In my Phd thesis I have argued at length that the moral understanding cannot be reduced to either perspective, that it is ultimately founded in our experience of duty, but that duties reaches out to virtue both in its respect for rights, but also in its desire for the good.

However another way of looking at this dilemma is much easier.

Think about bringing up your child. You want your child to be happy (and this can have many meanings) and you want your child to be good (and this can have many meanings). But what is the exercise of loving your child if it is not the effort of reconciling these two objectives. The paradoxical hope of true love is that our children will live long and contented lives but that they become the kind of people who know when they must sacrifice themselves for the sake of others.
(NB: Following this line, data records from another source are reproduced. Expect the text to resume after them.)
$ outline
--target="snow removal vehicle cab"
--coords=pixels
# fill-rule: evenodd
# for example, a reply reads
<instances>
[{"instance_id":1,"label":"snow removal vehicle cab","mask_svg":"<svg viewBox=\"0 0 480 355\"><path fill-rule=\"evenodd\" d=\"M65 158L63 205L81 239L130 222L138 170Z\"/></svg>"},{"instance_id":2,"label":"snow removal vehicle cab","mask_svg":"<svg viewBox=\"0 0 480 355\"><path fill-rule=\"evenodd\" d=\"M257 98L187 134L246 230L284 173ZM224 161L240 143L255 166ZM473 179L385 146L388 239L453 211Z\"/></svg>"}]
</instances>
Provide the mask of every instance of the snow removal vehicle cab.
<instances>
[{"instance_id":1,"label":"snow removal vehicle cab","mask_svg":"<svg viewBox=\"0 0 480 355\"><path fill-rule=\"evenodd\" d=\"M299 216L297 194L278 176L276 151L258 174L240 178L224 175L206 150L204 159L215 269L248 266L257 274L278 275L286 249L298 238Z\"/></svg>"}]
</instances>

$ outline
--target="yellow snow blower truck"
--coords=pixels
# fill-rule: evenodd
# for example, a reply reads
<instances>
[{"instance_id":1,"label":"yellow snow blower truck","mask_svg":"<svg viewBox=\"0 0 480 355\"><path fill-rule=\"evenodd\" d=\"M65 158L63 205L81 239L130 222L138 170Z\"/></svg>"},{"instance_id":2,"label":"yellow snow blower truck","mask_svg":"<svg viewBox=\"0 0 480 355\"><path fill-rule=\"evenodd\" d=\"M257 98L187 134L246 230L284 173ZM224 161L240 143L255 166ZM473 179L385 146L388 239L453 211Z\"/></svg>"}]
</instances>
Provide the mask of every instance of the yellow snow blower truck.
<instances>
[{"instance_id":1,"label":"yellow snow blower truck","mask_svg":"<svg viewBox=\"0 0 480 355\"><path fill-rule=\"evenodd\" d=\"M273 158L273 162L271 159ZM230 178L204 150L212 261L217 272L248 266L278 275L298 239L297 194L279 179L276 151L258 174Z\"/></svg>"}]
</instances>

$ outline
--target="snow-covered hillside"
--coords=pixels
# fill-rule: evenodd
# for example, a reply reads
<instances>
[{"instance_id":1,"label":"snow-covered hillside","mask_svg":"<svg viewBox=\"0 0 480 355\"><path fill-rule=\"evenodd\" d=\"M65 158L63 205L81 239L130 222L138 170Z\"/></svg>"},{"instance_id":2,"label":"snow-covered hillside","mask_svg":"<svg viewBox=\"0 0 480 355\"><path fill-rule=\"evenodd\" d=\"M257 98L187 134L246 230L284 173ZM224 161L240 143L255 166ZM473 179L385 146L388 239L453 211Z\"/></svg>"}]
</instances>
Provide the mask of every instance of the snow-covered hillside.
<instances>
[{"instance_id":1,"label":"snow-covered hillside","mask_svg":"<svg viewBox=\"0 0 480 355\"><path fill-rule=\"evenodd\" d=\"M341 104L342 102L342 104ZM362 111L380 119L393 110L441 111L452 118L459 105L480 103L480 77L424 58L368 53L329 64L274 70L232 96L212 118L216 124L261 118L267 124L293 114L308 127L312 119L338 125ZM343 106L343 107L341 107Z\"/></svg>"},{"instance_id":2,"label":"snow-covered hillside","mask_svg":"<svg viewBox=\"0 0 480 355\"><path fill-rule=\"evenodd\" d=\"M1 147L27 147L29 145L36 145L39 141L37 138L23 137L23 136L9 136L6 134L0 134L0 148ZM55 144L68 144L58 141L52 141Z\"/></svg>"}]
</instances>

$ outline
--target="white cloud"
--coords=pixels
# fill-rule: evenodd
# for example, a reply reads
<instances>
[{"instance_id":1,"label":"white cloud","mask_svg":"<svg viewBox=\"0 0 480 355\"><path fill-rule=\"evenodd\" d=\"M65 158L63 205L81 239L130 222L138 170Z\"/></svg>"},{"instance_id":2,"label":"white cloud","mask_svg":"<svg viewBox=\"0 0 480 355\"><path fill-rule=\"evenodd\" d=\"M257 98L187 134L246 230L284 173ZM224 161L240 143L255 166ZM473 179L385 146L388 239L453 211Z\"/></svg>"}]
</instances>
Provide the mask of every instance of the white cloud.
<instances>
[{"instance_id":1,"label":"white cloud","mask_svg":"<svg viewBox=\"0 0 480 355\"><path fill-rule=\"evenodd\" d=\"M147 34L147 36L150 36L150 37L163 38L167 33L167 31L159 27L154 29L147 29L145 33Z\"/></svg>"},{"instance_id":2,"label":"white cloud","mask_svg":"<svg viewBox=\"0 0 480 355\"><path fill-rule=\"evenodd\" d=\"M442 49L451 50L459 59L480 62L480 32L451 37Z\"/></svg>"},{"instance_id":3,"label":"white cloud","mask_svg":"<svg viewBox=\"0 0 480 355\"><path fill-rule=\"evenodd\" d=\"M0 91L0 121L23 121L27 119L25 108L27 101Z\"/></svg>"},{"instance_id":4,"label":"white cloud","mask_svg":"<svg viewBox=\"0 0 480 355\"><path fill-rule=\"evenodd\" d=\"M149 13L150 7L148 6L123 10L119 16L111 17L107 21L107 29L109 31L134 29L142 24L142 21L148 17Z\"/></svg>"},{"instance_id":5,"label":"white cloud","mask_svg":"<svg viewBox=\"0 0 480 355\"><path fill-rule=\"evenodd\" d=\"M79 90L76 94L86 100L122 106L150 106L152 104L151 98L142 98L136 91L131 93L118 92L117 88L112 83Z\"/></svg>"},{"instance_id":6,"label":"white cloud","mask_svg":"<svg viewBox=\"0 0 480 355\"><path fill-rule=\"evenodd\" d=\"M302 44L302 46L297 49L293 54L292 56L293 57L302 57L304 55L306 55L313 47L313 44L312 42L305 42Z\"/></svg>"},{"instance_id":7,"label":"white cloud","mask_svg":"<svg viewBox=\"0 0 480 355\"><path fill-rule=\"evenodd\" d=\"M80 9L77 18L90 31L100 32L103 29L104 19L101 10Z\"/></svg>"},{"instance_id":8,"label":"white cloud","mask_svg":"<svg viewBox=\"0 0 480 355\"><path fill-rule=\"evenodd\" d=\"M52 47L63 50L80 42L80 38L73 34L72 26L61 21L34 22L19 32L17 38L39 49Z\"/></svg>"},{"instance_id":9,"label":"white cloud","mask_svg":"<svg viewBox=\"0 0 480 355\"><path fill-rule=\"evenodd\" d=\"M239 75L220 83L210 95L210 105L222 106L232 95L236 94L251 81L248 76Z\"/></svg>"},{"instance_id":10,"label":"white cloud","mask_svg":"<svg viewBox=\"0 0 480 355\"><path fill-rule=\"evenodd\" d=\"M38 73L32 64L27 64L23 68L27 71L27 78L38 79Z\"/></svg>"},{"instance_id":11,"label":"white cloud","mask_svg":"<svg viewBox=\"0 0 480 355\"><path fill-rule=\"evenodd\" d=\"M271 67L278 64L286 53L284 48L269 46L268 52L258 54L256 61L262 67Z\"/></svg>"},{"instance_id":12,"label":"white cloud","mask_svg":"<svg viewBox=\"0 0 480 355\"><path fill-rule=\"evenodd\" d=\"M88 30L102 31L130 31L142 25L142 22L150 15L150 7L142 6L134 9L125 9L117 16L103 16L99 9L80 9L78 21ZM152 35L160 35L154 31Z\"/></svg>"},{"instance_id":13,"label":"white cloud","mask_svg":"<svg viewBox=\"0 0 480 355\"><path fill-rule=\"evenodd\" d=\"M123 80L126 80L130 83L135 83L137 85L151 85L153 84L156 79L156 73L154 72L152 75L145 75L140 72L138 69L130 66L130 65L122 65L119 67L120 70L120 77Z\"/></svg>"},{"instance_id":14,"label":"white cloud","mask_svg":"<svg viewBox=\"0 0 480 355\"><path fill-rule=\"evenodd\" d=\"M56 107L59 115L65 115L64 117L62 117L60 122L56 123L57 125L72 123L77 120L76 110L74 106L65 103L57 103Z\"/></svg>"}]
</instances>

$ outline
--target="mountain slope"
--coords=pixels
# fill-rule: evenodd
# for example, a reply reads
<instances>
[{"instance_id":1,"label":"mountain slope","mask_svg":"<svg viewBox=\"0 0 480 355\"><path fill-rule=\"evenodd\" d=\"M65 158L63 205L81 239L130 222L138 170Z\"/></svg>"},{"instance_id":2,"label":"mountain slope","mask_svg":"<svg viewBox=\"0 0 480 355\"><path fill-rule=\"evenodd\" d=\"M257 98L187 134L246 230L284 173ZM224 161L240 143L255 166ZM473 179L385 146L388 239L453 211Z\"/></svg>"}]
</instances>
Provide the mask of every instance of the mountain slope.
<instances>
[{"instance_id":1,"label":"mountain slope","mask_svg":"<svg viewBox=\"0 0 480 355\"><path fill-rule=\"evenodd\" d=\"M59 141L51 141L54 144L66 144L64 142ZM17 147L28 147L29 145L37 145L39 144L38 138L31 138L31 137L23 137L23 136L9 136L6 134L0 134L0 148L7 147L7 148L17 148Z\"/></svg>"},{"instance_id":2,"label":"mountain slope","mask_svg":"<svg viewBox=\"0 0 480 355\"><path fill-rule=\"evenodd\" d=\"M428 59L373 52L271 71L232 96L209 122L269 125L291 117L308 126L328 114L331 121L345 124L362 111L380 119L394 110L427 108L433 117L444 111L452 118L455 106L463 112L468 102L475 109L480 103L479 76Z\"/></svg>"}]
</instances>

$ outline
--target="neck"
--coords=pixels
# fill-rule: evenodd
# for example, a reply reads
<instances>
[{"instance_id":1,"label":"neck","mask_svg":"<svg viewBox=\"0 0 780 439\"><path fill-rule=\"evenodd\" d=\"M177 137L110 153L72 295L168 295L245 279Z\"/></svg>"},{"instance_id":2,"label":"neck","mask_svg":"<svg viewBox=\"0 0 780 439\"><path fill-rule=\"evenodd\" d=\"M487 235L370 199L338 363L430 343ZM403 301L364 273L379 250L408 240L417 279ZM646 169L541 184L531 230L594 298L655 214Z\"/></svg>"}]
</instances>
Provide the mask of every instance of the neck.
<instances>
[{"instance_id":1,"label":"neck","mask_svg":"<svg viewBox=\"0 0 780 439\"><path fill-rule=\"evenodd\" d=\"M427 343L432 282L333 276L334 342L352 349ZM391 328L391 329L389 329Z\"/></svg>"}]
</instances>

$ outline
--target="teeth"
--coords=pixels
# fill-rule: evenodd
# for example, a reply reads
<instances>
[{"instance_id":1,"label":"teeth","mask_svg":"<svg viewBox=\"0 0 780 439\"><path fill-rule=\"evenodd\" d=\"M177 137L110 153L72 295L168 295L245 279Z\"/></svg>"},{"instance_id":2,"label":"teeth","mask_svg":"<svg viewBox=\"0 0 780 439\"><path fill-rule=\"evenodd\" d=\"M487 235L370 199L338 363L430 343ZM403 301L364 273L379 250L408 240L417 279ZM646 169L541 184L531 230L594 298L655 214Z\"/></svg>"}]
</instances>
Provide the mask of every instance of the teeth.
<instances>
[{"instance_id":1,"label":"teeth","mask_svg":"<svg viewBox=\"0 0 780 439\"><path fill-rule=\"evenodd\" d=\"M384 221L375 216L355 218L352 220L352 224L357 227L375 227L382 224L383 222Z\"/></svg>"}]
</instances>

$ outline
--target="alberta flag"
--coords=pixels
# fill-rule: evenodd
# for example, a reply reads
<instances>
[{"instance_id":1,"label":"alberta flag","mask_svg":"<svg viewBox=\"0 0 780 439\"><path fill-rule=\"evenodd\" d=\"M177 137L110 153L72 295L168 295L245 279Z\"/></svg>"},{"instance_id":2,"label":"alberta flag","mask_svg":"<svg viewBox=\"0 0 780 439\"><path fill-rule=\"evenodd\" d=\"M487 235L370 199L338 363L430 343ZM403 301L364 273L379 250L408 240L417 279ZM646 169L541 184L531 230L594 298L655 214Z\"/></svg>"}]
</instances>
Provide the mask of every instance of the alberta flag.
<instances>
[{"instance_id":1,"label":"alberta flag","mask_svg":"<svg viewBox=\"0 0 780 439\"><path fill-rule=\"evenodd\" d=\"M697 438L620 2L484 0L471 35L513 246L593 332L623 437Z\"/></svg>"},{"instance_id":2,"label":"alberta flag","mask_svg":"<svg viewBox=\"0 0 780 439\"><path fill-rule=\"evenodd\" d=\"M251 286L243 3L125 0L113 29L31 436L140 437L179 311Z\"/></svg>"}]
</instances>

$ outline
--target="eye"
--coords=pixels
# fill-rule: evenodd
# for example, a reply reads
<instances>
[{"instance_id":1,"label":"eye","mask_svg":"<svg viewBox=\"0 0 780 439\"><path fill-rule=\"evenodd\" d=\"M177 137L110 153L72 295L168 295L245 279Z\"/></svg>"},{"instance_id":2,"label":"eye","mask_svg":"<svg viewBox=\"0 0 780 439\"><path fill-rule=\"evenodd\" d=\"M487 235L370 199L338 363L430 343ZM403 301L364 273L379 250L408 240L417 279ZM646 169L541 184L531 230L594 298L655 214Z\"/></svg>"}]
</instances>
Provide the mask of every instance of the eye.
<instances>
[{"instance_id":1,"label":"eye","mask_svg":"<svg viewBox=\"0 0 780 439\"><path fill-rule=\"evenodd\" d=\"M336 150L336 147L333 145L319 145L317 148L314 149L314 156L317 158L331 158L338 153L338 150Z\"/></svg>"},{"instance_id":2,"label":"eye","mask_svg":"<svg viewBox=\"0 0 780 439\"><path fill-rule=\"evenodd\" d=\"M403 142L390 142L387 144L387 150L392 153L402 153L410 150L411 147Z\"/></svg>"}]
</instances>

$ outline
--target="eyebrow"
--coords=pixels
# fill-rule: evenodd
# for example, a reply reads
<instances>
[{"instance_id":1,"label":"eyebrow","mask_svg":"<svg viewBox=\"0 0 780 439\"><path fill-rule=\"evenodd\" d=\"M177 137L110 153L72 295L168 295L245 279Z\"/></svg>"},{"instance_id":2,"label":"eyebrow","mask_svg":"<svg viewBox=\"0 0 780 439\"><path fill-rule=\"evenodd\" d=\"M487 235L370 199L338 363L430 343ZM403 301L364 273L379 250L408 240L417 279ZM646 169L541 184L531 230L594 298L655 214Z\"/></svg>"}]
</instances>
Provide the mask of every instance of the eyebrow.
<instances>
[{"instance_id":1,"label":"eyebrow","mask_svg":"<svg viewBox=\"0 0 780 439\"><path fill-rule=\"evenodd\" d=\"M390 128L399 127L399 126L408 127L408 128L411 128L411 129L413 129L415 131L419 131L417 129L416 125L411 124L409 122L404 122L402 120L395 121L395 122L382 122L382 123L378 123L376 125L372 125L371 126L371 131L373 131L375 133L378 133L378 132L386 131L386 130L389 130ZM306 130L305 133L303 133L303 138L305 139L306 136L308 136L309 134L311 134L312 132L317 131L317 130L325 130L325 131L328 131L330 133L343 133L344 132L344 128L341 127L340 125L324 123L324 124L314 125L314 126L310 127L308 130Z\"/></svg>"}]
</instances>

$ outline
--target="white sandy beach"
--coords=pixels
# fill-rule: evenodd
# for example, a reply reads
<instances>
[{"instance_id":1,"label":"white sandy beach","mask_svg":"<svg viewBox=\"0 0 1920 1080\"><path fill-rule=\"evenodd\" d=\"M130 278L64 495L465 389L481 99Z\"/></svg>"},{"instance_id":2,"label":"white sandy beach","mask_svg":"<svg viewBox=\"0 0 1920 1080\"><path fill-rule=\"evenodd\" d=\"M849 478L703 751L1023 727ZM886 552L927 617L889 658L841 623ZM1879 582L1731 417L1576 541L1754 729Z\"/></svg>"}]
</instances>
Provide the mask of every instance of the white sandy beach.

Only love, not empty rationality, can reconcile this paradox.

Difference evokes Meaning

The philosopher, and disabled activist, Judith Snow tells us that disability is a gift.

Disability is a gift because all of our distinct features – everything that makes us different and unique – is a  gift.

Of course this statement can only be made as an act of faith. Clearly differences do not always feel like a blessing and they may not be treated by others as a gift. But she is asking us to have faith in the possibility that another person will exist who, at the right time, in the right place, will be able to receive that gift.

This may not be an empirical statement – but that does not matter. The demands of faith are central to our approach to the world. Judith Snow is telling us how to approach the world – not predicting that we we will do so.

She is also calling us to recognise the central importance of difference to a life of meaning. Getting back what what we’ve already got is an unsatisfactory experience – without meaning. Difference stimulates, provokes and creates the possibility of meaning.

However to experience this meaning, through difference, also demands that we share in a common world that makes meaningful exchange possible – inclusion.